The start-up nature of emerging brands also underscores the intense focus that emerging brands have on audiences and continuous feedback. Established brands also gather feedback from consumers on social media, but their approach includes more structured interactions, such as focus groups, formal market research and surveys, which are overseen by various teams. However, some established brands recognise the need to interact digitally with consumers, whether through content creation or conversation on social media.
At Brands Still Matter, Lawrence Kurzius, the Chairman, President and CEO of McCormick & Co. emphasized the critical need for content. He stated that about 60% of McCormick & Co.’s marketing spend is on digital content and social media. As more consumers begin to think of brands as people and base their opinions of a brand through interactions beyond product usage, established companies can be motivated by the conversational and emotional style and emphasis on social media often practised by emerging brands.
Established brands have the marketing support and research force behind them. Many of the same reasons that hinder established companies from reacting quicker to changing consumer preferences or expediting product development cycles can also be its strengths. Full-fledged departments that are entirely dedicated to one or several aspects of the business have insight into local markets and various stages of the supply chain, giving established brands a competitive edge over emerging brands.

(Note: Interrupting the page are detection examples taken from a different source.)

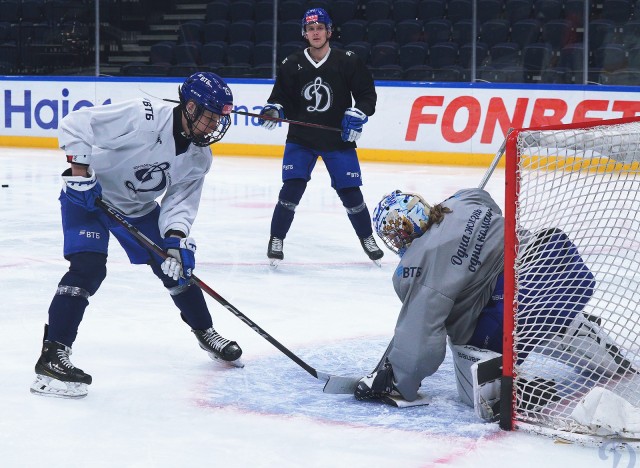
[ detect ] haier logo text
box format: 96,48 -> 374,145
3,88 -> 111,130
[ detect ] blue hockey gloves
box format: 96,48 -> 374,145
258,104 -> 284,130
160,237 -> 196,285
62,168 -> 102,211
342,107 -> 369,141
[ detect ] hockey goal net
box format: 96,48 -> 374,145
500,119 -> 640,445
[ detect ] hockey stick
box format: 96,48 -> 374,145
164,99 -> 342,133
96,198 -> 353,393
231,110 -> 342,133
478,128 -> 513,189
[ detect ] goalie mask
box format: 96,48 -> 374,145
302,8 -> 332,38
178,72 -> 233,146
373,190 -> 431,257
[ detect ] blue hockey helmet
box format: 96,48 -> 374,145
178,72 -> 233,146
373,190 -> 431,257
302,8 -> 333,37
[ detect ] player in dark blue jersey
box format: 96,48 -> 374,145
260,8 -> 383,266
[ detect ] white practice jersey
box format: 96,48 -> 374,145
58,98 -> 212,235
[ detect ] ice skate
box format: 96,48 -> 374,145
360,234 -> 384,266
551,314 -> 635,375
31,341 -> 92,398
191,328 -> 244,367
267,236 -> 284,268
353,361 -> 402,401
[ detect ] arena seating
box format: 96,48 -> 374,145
0,0 -> 640,84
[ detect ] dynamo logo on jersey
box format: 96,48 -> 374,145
302,77 -> 333,112
124,162 -> 171,193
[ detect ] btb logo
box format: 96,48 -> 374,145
396,265 -> 422,278
302,77 -> 333,112
124,162 -> 171,193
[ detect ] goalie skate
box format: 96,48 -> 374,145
191,328 -> 244,367
551,314 -> 636,375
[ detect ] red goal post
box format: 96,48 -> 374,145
500,118 -> 640,445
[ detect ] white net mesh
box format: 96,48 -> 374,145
507,122 -> 640,442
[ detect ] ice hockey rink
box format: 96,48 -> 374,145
0,147 -> 636,468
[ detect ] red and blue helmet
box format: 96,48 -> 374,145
302,8 -> 333,37
178,72 -> 233,146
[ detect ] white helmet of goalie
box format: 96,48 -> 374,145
373,190 -> 431,257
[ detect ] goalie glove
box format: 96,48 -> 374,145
160,237 -> 196,285
258,104 -> 284,130
342,107 -> 369,142
62,168 -> 102,211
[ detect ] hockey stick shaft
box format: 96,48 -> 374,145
159,99 -> 342,133
478,128 -> 513,189
96,199 -> 334,381
231,110 -> 342,133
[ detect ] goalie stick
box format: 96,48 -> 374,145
96,198 -> 353,393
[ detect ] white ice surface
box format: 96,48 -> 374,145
0,148 -> 635,468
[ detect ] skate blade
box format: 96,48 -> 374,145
381,394 -> 431,408
29,375 -> 89,399
207,353 -> 244,369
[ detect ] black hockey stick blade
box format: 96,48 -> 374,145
382,394 -> 431,408
96,198 -> 356,394
322,375 -> 360,395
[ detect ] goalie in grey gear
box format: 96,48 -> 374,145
355,189 -> 630,410
31,73 -> 242,398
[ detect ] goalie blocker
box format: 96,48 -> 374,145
449,342 -> 502,421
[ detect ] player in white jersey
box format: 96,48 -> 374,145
31,72 -> 242,398
355,189 -> 631,408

Brands Still Matter presenters from both Jefferies and Accenture said it best, “If you are a legacy brand, you have size and more means to invest. Most likely, you’ll have a strong and powerful DNA, but this genetic code needs to be interpreted differently and evolve.”
One of the ways established beauty brands have chosen to evolve is through acquiring or investing in emerging brands. Recent acquisitions and partnerships in the beauty world follow this trend: Unilever’s purchase of Sundial Brands, Hourglass and Schmidt’s Naturals; The Estée Lauder Companies’ investment in Deciem; Procter & Gamble’s purchase of natural deodorant brand Native; and Coty’s stake in direct selling brand Younique in 2017.

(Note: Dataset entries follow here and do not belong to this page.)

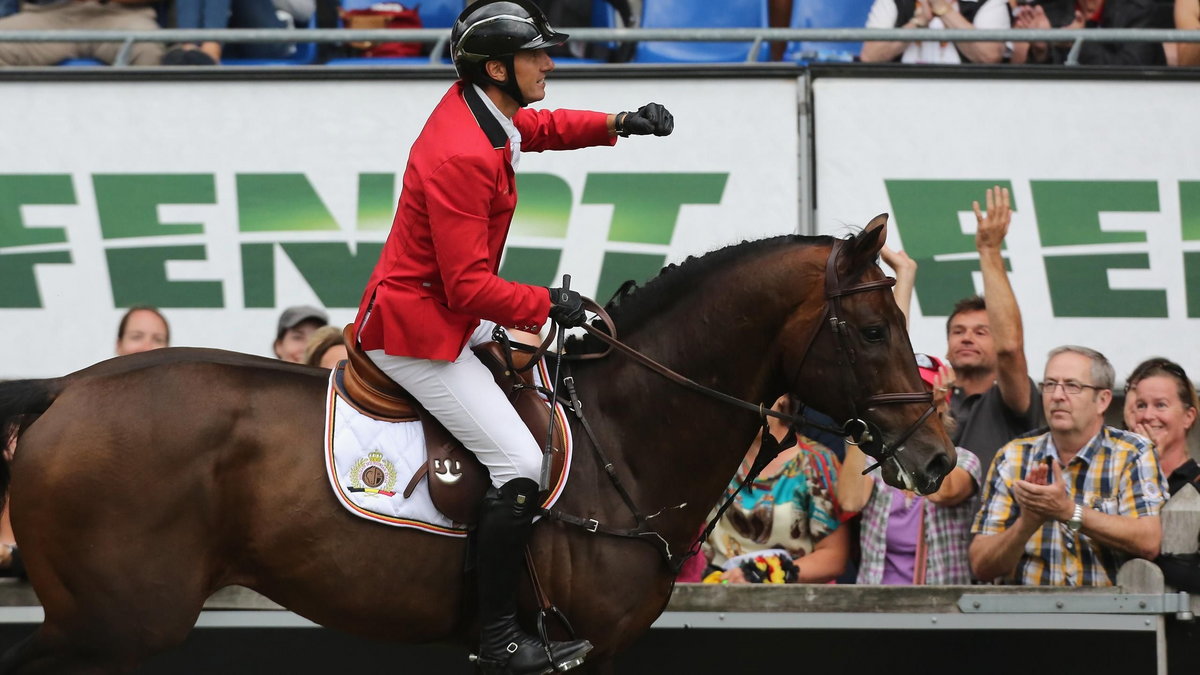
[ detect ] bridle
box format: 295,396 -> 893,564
529,234 -> 936,573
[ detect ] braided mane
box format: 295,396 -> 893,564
566,234 -> 833,354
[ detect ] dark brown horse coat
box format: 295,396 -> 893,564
0,217 -> 954,675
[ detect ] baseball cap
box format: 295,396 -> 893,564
275,305 -> 329,340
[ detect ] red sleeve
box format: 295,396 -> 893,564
512,108 -> 617,153
425,155 -> 550,333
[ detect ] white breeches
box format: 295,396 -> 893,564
367,321 -> 541,488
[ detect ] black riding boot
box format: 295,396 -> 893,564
476,478 -> 592,675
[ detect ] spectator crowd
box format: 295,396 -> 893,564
680,187 -> 1200,591
0,0 -> 1200,66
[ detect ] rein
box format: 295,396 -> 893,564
540,239 -> 936,575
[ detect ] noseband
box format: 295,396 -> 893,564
797,239 -> 937,473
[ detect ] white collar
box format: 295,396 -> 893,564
472,83 -> 521,171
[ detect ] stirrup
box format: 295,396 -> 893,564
467,640 -> 593,675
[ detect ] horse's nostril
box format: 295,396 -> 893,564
925,453 -> 954,477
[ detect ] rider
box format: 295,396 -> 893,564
355,0 -> 674,674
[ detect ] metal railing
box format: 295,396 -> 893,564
0,28 -> 1200,65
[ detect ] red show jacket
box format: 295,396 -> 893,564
355,80 -> 616,360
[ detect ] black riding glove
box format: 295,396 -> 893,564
548,283 -> 588,328
616,103 -> 674,137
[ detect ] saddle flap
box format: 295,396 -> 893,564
474,342 -> 566,483
342,323 -> 420,420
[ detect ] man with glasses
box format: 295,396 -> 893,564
970,346 -> 1165,586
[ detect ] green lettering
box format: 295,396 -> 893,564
511,173 -> 574,239
1030,180 -> 1158,246
500,173 -> 574,286
1180,180 -> 1200,318
1044,253 -> 1166,317
280,241 -> 383,307
582,173 -> 730,245
883,180 -> 1016,316
359,173 -> 396,232
0,174 -> 76,247
596,251 -> 667,304
1030,180 -> 1166,317
91,173 -> 220,239
241,244 -> 275,307
500,246 -> 563,286
236,173 -> 338,232
1183,251 -> 1200,318
0,251 -> 71,309
104,246 -> 224,307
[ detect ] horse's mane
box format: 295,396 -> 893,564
566,234 -> 833,354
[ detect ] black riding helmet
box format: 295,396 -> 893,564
450,0 -> 566,107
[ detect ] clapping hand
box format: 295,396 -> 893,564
1013,461 -> 1075,522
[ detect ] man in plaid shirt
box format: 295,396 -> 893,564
970,346 -> 1166,586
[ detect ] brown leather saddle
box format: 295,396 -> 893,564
334,323 -> 566,525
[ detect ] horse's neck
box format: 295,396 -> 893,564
568,257 -> 816,545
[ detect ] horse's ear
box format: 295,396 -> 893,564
846,214 -> 888,271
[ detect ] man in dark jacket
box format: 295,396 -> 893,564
1012,0 -> 1166,66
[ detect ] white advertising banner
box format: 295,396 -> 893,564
0,78 -> 799,378
814,78 -> 1200,381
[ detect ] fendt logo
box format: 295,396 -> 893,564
884,180 -> 1200,318
0,173 -> 728,309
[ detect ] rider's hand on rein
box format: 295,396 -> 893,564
548,288 -> 588,328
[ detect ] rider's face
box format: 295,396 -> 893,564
512,49 -> 554,103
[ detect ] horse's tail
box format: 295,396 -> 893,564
0,378 -> 65,502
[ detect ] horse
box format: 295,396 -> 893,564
0,215 -> 955,675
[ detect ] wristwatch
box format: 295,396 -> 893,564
1067,504 -> 1084,532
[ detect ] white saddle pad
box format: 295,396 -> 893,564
324,364 -> 574,537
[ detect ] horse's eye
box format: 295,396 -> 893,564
862,325 -> 888,342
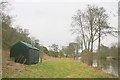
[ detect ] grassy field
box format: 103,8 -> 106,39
4,58 -> 115,78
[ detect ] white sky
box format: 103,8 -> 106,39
10,0 -> 118,49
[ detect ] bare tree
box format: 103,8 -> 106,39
71,5 -> 113,52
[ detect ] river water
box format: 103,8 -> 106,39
76,57 -> 120,77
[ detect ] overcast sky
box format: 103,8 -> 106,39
10,0 -> 118,49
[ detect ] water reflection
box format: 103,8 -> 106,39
76,57 -> 118,77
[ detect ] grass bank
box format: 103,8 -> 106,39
3,58 -> 115,78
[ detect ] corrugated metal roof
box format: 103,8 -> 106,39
11,41 -> 39,50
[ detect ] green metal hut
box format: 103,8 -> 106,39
10,41 -> 39,65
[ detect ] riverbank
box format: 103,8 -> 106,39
3,58 -> 115,78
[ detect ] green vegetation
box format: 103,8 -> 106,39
3,58 -> 115,78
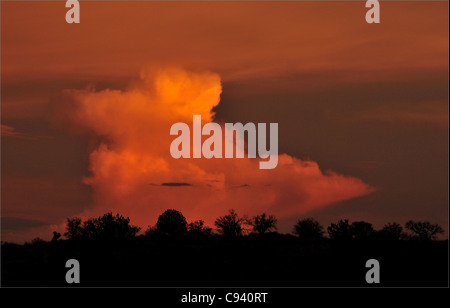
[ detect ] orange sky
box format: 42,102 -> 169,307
1,1 -> 448,240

Newly-acquired emerging brands are not only able to tap into the size, scale and resources of their parent companies, but also benefit from the stability to fund operations and meet orders as well as the possibility of expansion to other channels and markets.

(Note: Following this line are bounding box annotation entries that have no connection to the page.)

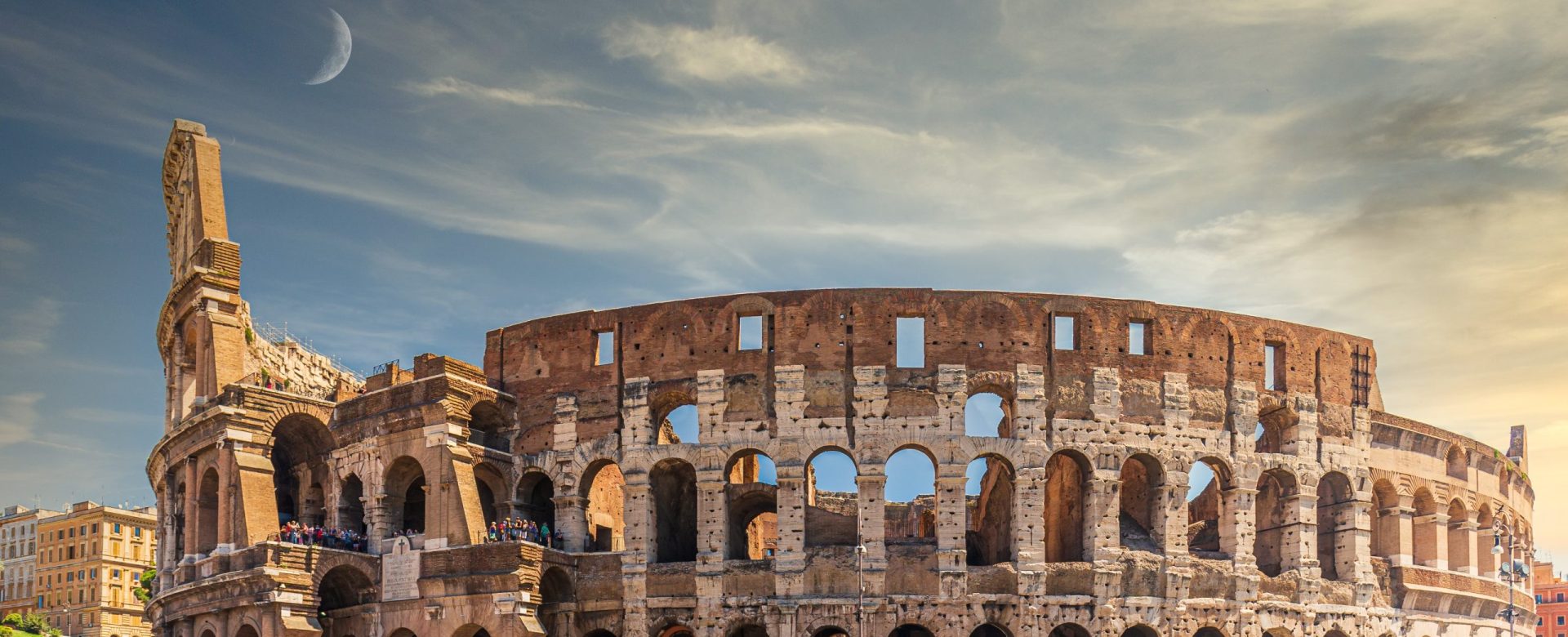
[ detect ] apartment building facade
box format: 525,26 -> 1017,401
36,502 -> 158,637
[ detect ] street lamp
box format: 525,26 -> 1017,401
1491,519 -> 1530,637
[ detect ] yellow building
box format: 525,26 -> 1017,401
36,502 -> 158,637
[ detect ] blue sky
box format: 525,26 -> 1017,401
0,0 -> 1568,558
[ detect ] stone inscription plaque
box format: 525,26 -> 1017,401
381,538 -> 419,601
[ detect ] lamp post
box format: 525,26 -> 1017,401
1491,519 -> 1529,637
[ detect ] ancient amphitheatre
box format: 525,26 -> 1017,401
147,121 -> 1535,637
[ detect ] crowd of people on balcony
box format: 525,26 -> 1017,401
484,518 -> 561,549
278,519 -> 370,552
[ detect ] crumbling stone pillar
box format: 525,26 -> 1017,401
936,465 -> 969,599
854,474 -> 888,596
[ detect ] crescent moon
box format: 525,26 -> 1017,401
305,10 -> 354,85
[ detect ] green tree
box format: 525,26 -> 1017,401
135,568 -> 158,604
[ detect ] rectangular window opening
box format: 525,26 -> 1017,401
593,331 -> 615,366
738,315 -> 762,351
1127,320 -> 1149,356
1050,314 -> 1077,350
893,317 -> 925,368
1264,344 -> 1284,390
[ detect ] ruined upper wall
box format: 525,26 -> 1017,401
484,288 -> 1382,448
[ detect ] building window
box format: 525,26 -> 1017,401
893,317 -> 925,368
1264,342 -> 1284,390
1050,314 -> 1077,350
735,315 -> 762,351
1127,320 -> 1151,356
593,331 -> 615,366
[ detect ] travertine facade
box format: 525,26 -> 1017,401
147,122 -> 1535,637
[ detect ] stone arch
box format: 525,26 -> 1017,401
580,458 -> 626,550
467,399 -> 511,453
883,443 -> 938,541
474,461 -> 511,524
964,453 -> 1018,567
381,455 -> 430,533
1050,621 -> 1089,637
1317,470 -> 1356,582
1253,394 -> 1302,453
315,564 -> 378,613
1253,468 -> 1300,576
1043,448 -> 1093,562
1118,453 -> 1165,552
513,468 -> 557,532
648,458 -> 696,564
1447,497 -> 1468,572
196,466 -> 223,554
1187,457 -> 1237,560
1410,487 -> 1447,568
804,446 -> 859,546
266,409 -> 337,526
724,448 -> 779,560
1444,443 -> 1469,480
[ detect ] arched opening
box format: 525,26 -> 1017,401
196,468 -> 218,554
1372,480 -> 1403,557
271,414 -> 336,526
724,625 -> 768,637
1050,623 -> 1089,637
1253,469 -> 1295,577
382,455 -> 426,535
1187,458 -> 1236,560
1447,497 -> 1468,572
1476,502 -> 1498,579
539,567 -> 577,606
724,450 -> 779,560
1118,453 -> 1165,552
469,400 -> 511,453
648,458 -> 696,564
658,405 -> 702,444
964,392 -> 1013,438
1045,452 -> 1088,562
474,463 -> 511,526
1447,444 -> 1469,480
583,460 -> 626,550
1253,399 -> 1298,453
1410,487 -> 1447,568
964,455 -> 1016,567
516,470 -> 555,532
315,565 -> 376,613
883,448 -> 936,543
806,448 -> 859,546
337,474 -> 365,535
1317,470 -> 1356,582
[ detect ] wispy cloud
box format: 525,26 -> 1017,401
604,20 -> 808,83
403,77 -> 604,111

Brands Still Matter panelist Luis Marconi, Group VP, Grocery Products, of Hormel Foods also highlighted how established brands can learn from newly-acquired emerging brands by keeping the line of communication open between both entities. After Hormel Foods acquired Justin’s, a nut butter brand made popular through sales at farmers’ markets, in 2016, Marconi explained how important it was for Hormel Foods to be part of the Justin’s brand – a shift from the prevailing idea that a newly-acquired brand should be absorbed into the parent company. He also stressed the importance of leaning on the brand’s founder Justin Gold for ideas related to innovation, marketing and every day operations.
As barriers to entry in the beauty world lower and more emerging brands enter the beauty space, resulting in even more competition, emerging brands can partner with established brands or an outside source of funding for support and expansion.